酒吧是岑森朋友大洲開的,他剛從國外回來,大洲說店裏的調酒師不錯,請他過來玩。

大洲引着岑森到吧臺前,沖一個黃毛叫了聲小邱,小邱轉過身,大洲拍了下岑森的肩,“我朋友,趕緊把你的絕活兒都拿出來。”

小邱殷勤地伸出手,笑道:“徐總經常跟人家提起你,說你不光人帥腿長還是個大學霸,是美國那個什麽學校的博士,這麽年輕的博士人家還是第一次見呢。”

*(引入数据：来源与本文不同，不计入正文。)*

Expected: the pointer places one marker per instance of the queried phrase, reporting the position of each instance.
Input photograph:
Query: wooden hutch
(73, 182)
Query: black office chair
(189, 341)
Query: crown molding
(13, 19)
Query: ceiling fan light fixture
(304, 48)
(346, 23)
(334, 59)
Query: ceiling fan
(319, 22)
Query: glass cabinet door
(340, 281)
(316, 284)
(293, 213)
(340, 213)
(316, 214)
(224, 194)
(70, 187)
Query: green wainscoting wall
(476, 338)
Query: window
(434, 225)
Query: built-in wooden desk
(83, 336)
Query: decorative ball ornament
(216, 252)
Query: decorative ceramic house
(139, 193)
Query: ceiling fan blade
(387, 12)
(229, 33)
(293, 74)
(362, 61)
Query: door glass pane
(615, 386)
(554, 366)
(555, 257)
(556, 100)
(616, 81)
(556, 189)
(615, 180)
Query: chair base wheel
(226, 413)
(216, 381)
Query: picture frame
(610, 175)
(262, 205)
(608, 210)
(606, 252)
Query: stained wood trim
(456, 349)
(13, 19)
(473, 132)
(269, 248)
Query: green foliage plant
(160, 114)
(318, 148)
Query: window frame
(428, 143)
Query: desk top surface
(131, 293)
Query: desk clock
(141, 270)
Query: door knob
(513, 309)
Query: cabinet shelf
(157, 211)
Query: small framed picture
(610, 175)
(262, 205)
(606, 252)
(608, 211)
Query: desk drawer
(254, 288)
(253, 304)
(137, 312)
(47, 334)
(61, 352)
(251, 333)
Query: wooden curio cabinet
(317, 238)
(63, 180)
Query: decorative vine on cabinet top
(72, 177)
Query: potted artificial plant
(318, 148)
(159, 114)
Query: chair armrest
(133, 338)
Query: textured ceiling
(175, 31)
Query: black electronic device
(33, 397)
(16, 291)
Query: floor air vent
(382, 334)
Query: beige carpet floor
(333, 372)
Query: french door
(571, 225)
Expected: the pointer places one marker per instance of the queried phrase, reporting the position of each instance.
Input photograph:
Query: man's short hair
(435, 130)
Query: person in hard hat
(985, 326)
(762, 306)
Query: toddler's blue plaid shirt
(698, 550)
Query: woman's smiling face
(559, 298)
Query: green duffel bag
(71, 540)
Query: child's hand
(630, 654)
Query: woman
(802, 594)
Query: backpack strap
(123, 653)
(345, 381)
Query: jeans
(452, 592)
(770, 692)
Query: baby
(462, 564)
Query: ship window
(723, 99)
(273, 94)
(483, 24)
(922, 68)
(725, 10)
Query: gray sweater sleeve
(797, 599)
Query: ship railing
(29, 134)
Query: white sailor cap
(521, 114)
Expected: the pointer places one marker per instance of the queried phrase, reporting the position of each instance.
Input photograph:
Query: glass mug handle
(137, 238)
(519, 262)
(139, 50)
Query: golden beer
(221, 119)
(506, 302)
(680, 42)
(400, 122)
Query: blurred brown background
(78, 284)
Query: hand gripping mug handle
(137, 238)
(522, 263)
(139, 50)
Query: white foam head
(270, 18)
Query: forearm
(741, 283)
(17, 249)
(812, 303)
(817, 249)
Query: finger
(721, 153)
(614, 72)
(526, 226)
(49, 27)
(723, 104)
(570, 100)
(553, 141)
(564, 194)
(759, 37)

岑森覺得大洲大概對他的品味有什麽誤解,他是喜歡男人不假,但小邱這種風騷程度的娘受他還真吃不下。當下假笑一聲,緩緩抽回了手:“你們徐總語文課修辭就學會了個誇張,別聽他的。”

大洲學着小邱的語氣,拍了岑森一巴掌,“別抖落我老底啊,人家偶像包袱重。”

岑森嫌棄地欠了欠身,把壓在他肩上的手搖下去。

“岑哥你真幽默,你想喝點什麽呢?”小邱翹着蘭花指讓出身後的酒櫃,臉上帶着點躍躍欲試。

岑森目光在那些瓶子上掃過,最後道:“拿瓶啤酒吧。”

大洲:“你老人家好不容易來一趟,別給我省啊。”又指示小邱:“把你昨晚調那個新品給他來一杯。”

岑森:“我真不能喝了,來之前已經喝兩杯紅的了。”

大洲:“你這話說的,跟我前頭沒喝一樣。”

岑森不經意地回頭,看見了門口走進來的年輕人,他好像是第一次到這種地方來,進門遇上侍應生肢體語言顯得特別不自在。

經常來的就那麽些人,驟然來了這麽個新面孔,還那麽招人,酒吧裏注意到他的人都有些坐不住了,心裏都在默默尋思今晚這頭籌會被誰給拔了。

李月白給岑森的第一印象是青澀,他又白又瘦,穿了件深色格子襯衫,臉不大,還有未褪盡的嬰兒肥,劉海擋住了眉峰,下面是一雙大眼睛,岑森閱人無數,還是第一次見這麽大的單眼皮。他注意到大洲看見他在看那年輕人,遂收回目光笑了:“你們店怎麽還招待未成年啊。”那年輕人看着太小了。

“我也瞅着眼生呢,不過來這裏的應該都成年了吧。怎麽?原來你好這一口啊。”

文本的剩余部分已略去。